# Plumbed in Rocket - Stiffer Group Lever?



## Inglorious Alf (Jul 2, 2017)

Hi all, finally got the Rocket plumbed in today, got a BWT filter in place with pressure regulated to 3 bar. Switched the machine from reservoir to inlet, turned on and water is flowing nicely at 9.5bars.

One thing I've noticed is the lever for the group is now stiffer than before - not an issue in terms of use and I think it's just because it's essentially become a tap for 3 bars of water, but just wanted to see what other people thought, does that sound normal?

I've taken a few pics along the way so will try and get them up later. Thanks!


----------



## kennyboy993 (Jan 23, 2017)

Mine was plumbed in from the beginning so I can't say but makes sense as it will be 3 bar from around 45 degrees on the lever won't it.

Interestingly I've set my mains feed to 2 bar. Pre infusion crazy quick plumbed in - though I've still not needed to do any main pressure only infusion.

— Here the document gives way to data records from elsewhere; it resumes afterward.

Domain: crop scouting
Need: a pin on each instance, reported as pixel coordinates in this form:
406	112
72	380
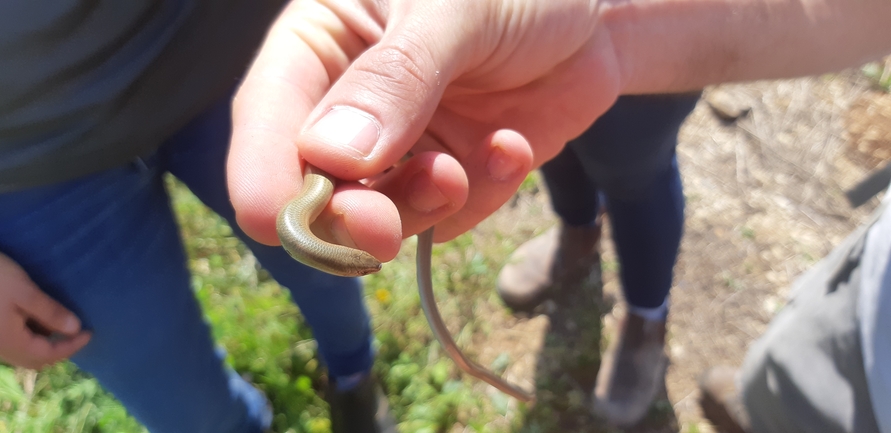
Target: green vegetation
267	341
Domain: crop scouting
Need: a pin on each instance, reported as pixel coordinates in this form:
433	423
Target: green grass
267	340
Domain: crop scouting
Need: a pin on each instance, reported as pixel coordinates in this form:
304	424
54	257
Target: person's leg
333	306
806	373
629	153
107	247
566	256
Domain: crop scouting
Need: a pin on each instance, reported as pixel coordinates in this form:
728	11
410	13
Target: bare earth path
765	200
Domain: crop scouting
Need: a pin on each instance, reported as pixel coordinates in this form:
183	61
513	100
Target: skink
298	240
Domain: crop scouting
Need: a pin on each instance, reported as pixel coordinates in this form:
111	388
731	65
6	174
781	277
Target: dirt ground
765	201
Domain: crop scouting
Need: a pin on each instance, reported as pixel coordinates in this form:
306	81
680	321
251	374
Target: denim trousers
626	161
108	248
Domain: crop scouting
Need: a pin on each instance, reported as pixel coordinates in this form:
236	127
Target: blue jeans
107	247
627	157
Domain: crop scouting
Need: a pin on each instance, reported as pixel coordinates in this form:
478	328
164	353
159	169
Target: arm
476	93
35	330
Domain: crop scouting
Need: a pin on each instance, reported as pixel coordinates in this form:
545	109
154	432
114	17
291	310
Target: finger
426	189
41	351
306	49
33	303
495	170
381	105
361	218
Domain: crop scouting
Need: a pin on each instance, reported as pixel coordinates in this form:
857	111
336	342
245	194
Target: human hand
476	92
35	330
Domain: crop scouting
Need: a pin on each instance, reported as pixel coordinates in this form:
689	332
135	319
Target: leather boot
563	257
362	409
632	372
721	402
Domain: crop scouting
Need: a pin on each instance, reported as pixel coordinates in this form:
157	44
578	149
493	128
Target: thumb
380	106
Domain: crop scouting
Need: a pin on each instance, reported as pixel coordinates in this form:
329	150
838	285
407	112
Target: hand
35	330
476	92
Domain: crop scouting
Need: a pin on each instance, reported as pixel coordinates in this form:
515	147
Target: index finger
307	48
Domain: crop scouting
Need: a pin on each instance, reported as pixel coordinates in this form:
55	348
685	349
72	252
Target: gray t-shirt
87	85
874	313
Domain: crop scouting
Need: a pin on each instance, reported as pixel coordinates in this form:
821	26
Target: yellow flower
383	296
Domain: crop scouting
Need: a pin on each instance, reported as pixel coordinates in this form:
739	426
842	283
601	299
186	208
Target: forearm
676	45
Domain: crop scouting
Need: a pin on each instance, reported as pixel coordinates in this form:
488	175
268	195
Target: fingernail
71	326
348	128
501	166
423	195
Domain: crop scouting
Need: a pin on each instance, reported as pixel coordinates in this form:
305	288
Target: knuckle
399	70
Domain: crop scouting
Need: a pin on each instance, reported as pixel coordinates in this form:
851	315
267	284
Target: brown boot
363	409
563	256
720	401
632	372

Will be interesting to see what differences you find


----------



## Inglorious Alf (Jul 2, 2017)

Thanks Kenny, I'll be making coffee this afternoon so will see how it goes!

Unfortunately haven't managed to get the waste pipe quite right - why do they provide such flimsy bits of tubing?! I actually have the waste pipe going through the work surface, then back along the side of the sink (Belfast sink) into the sink overflow. Had to suck the first bit of water through to get all the air out, will that be OK do you think? Traditionally I guess they'd go down a lot lower to a proper plumbed in waste pipe.


----------



## espressotechno (Apr 11, 2011)

The waste pipe should "drop" all the way from the machine to the sink, otherwise the waste water will back up.


----------



## kennyboy993 (Jan 23, 2017)

Inglorious Alf said:


> Thanks Kenny, I'll be making coffee this afternoon so will see how it goes!
> 
> Unfortunately haven't managed to get the waste pipe quite right - why do they provide such flimsy bits of tubing?! I actually have the waste pipe going through the work surface, then back along the side of the sink (Belfast sink) into the sink overflow. Had to suck the first bit of water through to get all the air out, will that be OK do you think? Traditionally I guess they'd go down a lot lower to a proper plumbed in waste pipe.


I never actually plumbed in the waste inglorious - but I know @MalcolmH has done an elegant solution. My machine is on different worktop to sink though next year i do want to drill hole in to worktop so it drops in to large tank or something.


----------



## Inglorious Alf (Jul 2, 2017)

espressotechno said:


> The waste pipe should "drop" all the way from the machine to the sink, otherwise the waste water will back up.


Thanks - after some adjusting it's now draining nicely!


----------